I then continued to second part but misunderstood the puzzle. Turns out, I technically misunderstood it already on the first spot but since we moved file blocks one at a time, it didn’t matter.

What I tried first was to go through all empty spots and find the right-most file that fits into that empty spot.

The actual puzzle was to go through all the files from right to left and find the earliest spot they fit into. Tiny difference but completely different outcome.

My initial solution was to loop over all the file ids and for each file id, start from the left and find the next open slot.

This meant looping over a long filesystem over and over and over again for every file id which resulted in the correct outcome but took over 30 seconds. Sometimes I’m happy with that but today, I knew I could figure out a better solution myself so I kept going.

Let’s go through the solution one step at a time:

First, I read in and parse the data:

def part_2():
    fs, (file_lengths, empty_lengths, file_start_indices) = read_input(9, map_fn)[0]

Since the file_lengths is a dictionary of file_id -> file_length, I could go through all file_ids in reverse order by taking all the keys and reversing the list. In Python, if you pass a dictionary to anything that accepts an iterable, it will give it its keys.

(If you want values, you can say file_lengths.values() or if you want tuples of (key, value), you can use file_lengths.items().)

for file_id in reversed(file_lengths):

I then had a helper function to find the next empty slot of for a specific length. In it, we get loop over all the empty spots and as soon as we find one that’s large enough to fit the desired file, we return its indices for both the empty spaces list (index) and in the filesystem (fs_index).

def find_empty_slot(empty_spaces, length):
    for index, (fs_idx, empty_length) in enumerate(empty_spaces):
        if empty_length >= length:
            return (index, fs_idx)
    return None

Inside our loop, we get current file’s length:

length = file_lengths[file_id]

and find an empty spot for it

empty_slot = find_empty_slot(empty_lengths, length)

If there was no empty slot, we move on to the next file and leave the current one where it is

if empty_slot is None:
	continue

We then unpack the return value and find the starting index for our current value.

If the empty index is further to the right than where the file starts, we stop because we don’t want to move files to the right.
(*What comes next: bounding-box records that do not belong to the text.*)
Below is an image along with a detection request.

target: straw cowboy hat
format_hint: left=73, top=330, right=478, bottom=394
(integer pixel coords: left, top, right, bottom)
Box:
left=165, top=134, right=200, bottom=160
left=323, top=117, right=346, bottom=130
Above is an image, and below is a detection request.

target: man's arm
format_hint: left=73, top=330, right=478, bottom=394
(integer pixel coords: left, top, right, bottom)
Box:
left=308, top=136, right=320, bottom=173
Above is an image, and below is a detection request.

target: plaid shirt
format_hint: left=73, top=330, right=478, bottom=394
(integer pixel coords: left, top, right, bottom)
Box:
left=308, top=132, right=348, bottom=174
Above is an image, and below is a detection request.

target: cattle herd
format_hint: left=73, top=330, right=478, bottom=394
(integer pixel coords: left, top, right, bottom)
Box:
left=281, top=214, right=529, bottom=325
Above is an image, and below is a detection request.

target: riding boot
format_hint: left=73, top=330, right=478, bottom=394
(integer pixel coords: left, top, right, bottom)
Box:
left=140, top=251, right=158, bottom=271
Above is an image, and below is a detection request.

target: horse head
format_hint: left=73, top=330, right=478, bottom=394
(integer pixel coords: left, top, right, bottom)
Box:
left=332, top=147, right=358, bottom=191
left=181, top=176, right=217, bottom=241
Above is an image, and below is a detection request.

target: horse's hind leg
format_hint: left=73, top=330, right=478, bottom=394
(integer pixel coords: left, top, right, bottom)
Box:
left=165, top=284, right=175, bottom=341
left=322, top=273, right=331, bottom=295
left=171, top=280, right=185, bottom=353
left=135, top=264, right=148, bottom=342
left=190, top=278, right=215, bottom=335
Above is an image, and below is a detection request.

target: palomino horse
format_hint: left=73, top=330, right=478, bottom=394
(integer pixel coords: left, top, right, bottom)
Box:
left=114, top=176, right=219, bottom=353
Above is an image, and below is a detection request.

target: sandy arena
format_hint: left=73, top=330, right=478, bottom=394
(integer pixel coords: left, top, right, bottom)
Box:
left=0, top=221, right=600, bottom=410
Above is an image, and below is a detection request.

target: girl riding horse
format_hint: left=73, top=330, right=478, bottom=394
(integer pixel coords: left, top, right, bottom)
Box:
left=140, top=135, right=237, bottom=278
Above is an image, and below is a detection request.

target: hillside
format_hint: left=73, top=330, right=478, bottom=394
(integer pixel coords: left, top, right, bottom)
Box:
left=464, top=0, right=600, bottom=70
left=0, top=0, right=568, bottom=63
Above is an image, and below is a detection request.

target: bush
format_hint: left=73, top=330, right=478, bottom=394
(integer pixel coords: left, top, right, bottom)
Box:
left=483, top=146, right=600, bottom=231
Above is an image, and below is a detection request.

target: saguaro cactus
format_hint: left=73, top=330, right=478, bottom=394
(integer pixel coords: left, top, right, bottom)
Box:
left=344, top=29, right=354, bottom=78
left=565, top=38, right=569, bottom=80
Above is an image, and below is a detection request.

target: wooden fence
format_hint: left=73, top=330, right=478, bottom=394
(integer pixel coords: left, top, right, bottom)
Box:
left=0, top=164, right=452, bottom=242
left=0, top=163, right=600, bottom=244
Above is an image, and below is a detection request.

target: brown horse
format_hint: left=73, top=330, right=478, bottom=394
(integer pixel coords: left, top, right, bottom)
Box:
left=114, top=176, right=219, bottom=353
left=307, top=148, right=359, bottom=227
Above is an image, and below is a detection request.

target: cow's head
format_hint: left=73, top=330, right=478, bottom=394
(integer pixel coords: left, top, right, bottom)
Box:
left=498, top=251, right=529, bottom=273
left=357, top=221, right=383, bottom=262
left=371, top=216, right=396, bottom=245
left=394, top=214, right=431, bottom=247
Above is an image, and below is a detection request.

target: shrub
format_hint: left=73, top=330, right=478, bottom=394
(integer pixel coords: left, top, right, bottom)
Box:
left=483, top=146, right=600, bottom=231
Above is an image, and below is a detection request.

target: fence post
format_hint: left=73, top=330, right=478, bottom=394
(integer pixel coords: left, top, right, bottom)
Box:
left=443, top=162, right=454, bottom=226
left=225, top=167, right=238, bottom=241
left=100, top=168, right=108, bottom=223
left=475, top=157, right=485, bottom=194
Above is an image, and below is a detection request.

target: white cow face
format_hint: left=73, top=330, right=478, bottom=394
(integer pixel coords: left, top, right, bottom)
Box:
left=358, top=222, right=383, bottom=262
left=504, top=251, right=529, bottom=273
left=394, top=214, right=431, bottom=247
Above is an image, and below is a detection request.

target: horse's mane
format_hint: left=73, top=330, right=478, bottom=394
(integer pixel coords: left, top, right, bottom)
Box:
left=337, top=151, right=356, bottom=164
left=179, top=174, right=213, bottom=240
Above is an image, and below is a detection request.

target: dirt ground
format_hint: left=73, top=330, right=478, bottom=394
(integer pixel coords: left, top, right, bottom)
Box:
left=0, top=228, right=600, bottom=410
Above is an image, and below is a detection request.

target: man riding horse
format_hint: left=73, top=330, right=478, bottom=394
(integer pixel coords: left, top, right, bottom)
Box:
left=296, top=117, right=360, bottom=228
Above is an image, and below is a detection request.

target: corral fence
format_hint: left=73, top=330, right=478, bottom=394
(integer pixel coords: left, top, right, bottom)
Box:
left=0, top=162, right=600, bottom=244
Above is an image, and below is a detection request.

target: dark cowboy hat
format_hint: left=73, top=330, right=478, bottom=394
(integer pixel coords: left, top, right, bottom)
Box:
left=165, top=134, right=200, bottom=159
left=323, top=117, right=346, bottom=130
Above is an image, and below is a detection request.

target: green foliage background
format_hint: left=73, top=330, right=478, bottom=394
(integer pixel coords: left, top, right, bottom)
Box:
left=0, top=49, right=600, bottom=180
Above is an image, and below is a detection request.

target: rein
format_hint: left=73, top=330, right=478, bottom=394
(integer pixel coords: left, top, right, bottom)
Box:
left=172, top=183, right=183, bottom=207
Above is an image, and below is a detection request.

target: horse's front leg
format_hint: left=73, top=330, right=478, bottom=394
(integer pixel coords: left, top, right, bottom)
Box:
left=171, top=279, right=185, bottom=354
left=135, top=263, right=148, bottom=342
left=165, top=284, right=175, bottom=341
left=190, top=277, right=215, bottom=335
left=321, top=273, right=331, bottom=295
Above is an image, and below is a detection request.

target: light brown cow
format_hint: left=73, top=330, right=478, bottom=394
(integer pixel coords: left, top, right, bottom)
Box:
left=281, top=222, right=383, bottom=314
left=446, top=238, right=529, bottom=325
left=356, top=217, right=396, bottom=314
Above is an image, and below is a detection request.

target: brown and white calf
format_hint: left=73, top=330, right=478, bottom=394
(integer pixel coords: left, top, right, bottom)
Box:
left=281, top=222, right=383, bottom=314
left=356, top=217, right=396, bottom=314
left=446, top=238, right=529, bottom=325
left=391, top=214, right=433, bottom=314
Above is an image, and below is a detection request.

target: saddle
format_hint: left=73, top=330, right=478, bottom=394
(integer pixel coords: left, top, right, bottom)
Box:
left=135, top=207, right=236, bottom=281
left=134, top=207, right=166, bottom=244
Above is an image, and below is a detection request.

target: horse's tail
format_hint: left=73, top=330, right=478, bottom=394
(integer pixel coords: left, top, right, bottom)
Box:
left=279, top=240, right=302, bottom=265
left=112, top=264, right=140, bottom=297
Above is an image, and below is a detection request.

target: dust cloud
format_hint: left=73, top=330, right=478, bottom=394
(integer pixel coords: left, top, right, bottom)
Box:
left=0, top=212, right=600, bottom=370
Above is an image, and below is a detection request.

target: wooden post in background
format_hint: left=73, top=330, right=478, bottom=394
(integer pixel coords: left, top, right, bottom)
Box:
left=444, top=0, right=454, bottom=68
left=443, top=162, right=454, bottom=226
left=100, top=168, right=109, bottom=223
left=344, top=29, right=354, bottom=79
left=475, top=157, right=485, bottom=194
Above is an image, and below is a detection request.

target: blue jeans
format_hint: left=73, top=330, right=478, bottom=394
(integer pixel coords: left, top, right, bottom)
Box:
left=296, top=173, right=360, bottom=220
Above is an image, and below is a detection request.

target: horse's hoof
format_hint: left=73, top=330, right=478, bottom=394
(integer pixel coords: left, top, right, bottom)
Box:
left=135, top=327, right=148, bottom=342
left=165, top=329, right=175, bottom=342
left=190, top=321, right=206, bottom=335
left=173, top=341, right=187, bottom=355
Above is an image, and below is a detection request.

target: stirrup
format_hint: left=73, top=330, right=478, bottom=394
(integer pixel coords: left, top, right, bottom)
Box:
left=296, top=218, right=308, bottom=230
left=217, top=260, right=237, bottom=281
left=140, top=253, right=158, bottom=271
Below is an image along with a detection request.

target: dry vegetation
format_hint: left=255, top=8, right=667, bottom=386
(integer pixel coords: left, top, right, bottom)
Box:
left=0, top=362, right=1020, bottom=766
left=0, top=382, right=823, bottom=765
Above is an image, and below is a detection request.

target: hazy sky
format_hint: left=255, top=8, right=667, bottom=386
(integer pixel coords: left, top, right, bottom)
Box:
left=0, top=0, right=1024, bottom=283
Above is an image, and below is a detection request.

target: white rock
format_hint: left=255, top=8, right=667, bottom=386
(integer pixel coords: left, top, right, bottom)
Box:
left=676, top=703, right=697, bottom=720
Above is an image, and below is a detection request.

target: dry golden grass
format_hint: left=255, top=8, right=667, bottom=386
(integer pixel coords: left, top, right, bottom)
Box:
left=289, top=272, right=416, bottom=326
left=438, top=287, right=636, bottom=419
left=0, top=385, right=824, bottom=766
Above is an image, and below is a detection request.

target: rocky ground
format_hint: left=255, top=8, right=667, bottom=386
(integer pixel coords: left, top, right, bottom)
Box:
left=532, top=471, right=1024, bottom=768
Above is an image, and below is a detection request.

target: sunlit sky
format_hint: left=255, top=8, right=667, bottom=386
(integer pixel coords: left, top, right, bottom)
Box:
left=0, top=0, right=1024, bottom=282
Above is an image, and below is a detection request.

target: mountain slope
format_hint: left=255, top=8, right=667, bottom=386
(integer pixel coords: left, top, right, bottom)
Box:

empty_lengths_idx, empty_fs_idx = empty_slot
 
start_idx = file_start_indices[file_id]
if empty_fs_idx > start_idx:
	continue

Then, we move all of the blocks for the file into the empty space we found and delete the references to the old position.

for k in range(length):
	fs[empty_fs_idx + k] = fs[start_idx + k]
	del fs[start_idx + k]

Finally, we need to update our empty spaces information to remove the newly used space so the computer knows not to try to put anything else into the spot we just filled with a file.

empty_lengths[empty_lengths_idx] = (
	empty_fs_idx + length,
	empty_lengths[empty_lengths_idx][1] - length,
)

This is the full process of moving a file to its new location.

Once we are done with all the files, we calculate the checksum as previously:

checksum = sum(index * file_id for index, file_id in fs.items())
 
print(f"Part 2: {checksum}")

What a lovely puzzle. I had so much fun with it and I’m so proud I found the optimisations all by myself.

At the core of these optimisations today was doing the work up front in parsing so we could get constant speed access to many things that would otherwise required a ton of nested looping.